James Mark McBath

No. 17
- Position: Quarterback

Personal information
- Born: November 18, 1957 (age 67) Fort Smith, Arkansas, U.S.
- Height: 5 ft 11 in (1.80 m)
- Weight: 188 lb (85 kg)

Career information
- High school: Richard King High School

Awards and highlights
- Championships 1977 Southwest Conference Championship; Bowls 1978 Sun Bowl;

= Mark McBath =

American football player (born 1957)

James Mark McBath (born November 18, 1957) is an American former football player who started as quarterback for the Texas Longhorns in the late 1970s. He was the starting quarterback in Darrell Royal's last game.

==Early life==
Mark McBath was a highly recruited high school quarterback who played at Richard King High School in Corpus Christi. He was All City once and All District and All South Texas two years in a row. He also made the All District team as a center fielder for the baseball team.

==College career==
McBath's career at Texas was marked by an early rise, an unfortunate injury, a spectacular finish and a surprising early departure.
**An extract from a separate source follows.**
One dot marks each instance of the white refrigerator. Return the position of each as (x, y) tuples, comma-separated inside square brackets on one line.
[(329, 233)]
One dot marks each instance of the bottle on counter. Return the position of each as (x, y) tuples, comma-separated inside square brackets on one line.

McBath arrived at the University of Texas in 1976 as the back-up to Randy McEachern, Ted Constanzo and Mike Cordaro and was competing with fellow freshman Jon Aune for the fourth-string role. But an injury to McEachern in August, and inconsistent play by Constanzo and Cordaro, led Darrell Royal to put McBath in as starter as a true freshman. He started four games that season, going 2–2, including a loss to number 11 Texas A&M and a victory over Arkansas after Coach Royal announced that it would be his last game as Texas' head coach.

McBath started the 1977 season as the starting quarterback and led Texas to three consecutive wins and the number 4 ranking, while sharing playing time with Jon Aune. But his season was sidelined when he broke his ankle on the seventh play of the Oklahoma game. He was diagnosed with a loose ankle ligament and placed in a cast for over two months. He was out for the rest of the season while Texas went undefeated and played in the Cotton Bowl for the national championship.

The following spring, McBath was unable to go full speed in drills because of his recovering ankle. As a result, McEachern was named the starter one week prior to the season opener, with McBath relegated to the third string. McEachern and Donnie Little took most of the snaps that season, with McBath getting mop-up duty against Rice and TCU, until Texas was upset by unranked Baylor late in the season. In that game, McBath got a larger portion of the playing time and threw three interceptions. For reasons that Akers never stated, McBath was given the start the next week, in the final regular-season game against Texas A&M. He led number 14 Texas to a 22–7 victory and was named the Chevrolet Offensive Player of the Game. He was given the start again in the Sun Bowl game against Maryland and they won in a 42–0 rush-dominated blowout.

Even though he was projected to be the starter the next season, and had said that late in the season that he was definitely coming back in 1979, McBath quit football a month after quarterbacking the Longhorns in their Sun Bowl win. He left with a year of eligibility remaining so that he could focus on getting his grades up to medical school standards. He figured he had no chance in the NFL, and saw football getting in the way of his dream of going to medical school. He finished his career with 9 victories and 2 losses as a starter.

==Later life==
McBath graduated from Texas with a degree in biology and went to medical school in Houston, Texas. He spent five years as a surgical resident at Hermann Hospital and then held a teaching fellowship in surgical oncology at M.D. Anderson Cancer Center and Tumor Institute. He later left to enter his own practice in Houston.

Dr. McBath is a board certified general surgeon and fellowship-trained surgical oncologist. In his practice, he performs a wide range of surgical procedures, including cancer operations, with vast experience in treating breast cancer. He was published in the 2005 edition of Texas Super Doctors, a publication that selects doctors according to outstanding achievements.